Eisenstein tenía sus razones para interesarse en Prokofiev: el compositor había regresado recientemente a Rusia tras más de veinte años expatriado en Europa y Estados Unidos, y en su esfuerzo por probarse como artista en su país estaba creando partituras de calidad extraordinaria. Además, había demostrado poco antes su habilidad con la imagen, escribiendo la música para “El teniente Kijé”, un film de 1934 de Alexander Fainstimmer que solo ha pasado a la posteridad por su maravillosa banda sonora. En 1937, por añadidura, Prokofiev había estado de gira en los Estados Unidos y había visitado los estudios de producción sonora de Walt Disney, justo cuando se dedicaban a ultimar el prodigioso primer largometraje de la casa, “Blancanieves y los siete enanitos”.

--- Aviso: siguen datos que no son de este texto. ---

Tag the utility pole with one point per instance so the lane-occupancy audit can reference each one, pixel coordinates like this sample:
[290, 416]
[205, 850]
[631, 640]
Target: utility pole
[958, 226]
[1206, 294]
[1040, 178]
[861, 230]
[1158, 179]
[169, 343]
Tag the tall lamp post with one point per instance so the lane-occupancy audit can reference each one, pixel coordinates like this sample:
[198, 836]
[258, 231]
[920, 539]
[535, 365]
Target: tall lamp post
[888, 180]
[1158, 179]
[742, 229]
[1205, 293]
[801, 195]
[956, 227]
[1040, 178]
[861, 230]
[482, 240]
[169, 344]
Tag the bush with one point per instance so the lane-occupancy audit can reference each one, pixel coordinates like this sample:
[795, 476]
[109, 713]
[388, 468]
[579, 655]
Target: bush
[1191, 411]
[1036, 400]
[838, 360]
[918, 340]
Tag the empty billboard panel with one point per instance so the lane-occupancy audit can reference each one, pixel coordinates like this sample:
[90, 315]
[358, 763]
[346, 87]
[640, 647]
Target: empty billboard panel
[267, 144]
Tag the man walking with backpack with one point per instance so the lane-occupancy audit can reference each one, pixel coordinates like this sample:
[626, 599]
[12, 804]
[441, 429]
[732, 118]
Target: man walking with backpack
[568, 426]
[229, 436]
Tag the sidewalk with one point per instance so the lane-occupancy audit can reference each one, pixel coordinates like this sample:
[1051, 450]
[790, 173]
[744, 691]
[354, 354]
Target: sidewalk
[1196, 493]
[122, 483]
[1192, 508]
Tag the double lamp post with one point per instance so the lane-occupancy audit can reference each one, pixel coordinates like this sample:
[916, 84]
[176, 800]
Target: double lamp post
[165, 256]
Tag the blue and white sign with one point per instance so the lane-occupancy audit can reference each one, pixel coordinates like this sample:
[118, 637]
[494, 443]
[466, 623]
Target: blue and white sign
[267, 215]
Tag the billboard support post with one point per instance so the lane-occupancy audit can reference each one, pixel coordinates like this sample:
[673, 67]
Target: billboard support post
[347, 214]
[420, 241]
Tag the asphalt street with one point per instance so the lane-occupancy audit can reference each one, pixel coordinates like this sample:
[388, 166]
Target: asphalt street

Prokofiev, por tanto, tenía conocimiento de primera mano de las más avanzadas técnicas de coordinación entre música e imagen. Una vez aceptado el proyecto de Einsenstein, compositor y cineasta trabajaron codo con codo para concebir un montaje y una música que se adaptasen como un guante a la épica de cada escena, subrayando con una precisión milimétrica la rítmica de los planos y los cambios de cámara. El resultado de ese ir y venir entre imagen y música fue una película que, literalmente, baila ante nuestros ojos, y una banda sonora que, convertida en cantata un año más tarde, alberga una tremenda fuerza visual.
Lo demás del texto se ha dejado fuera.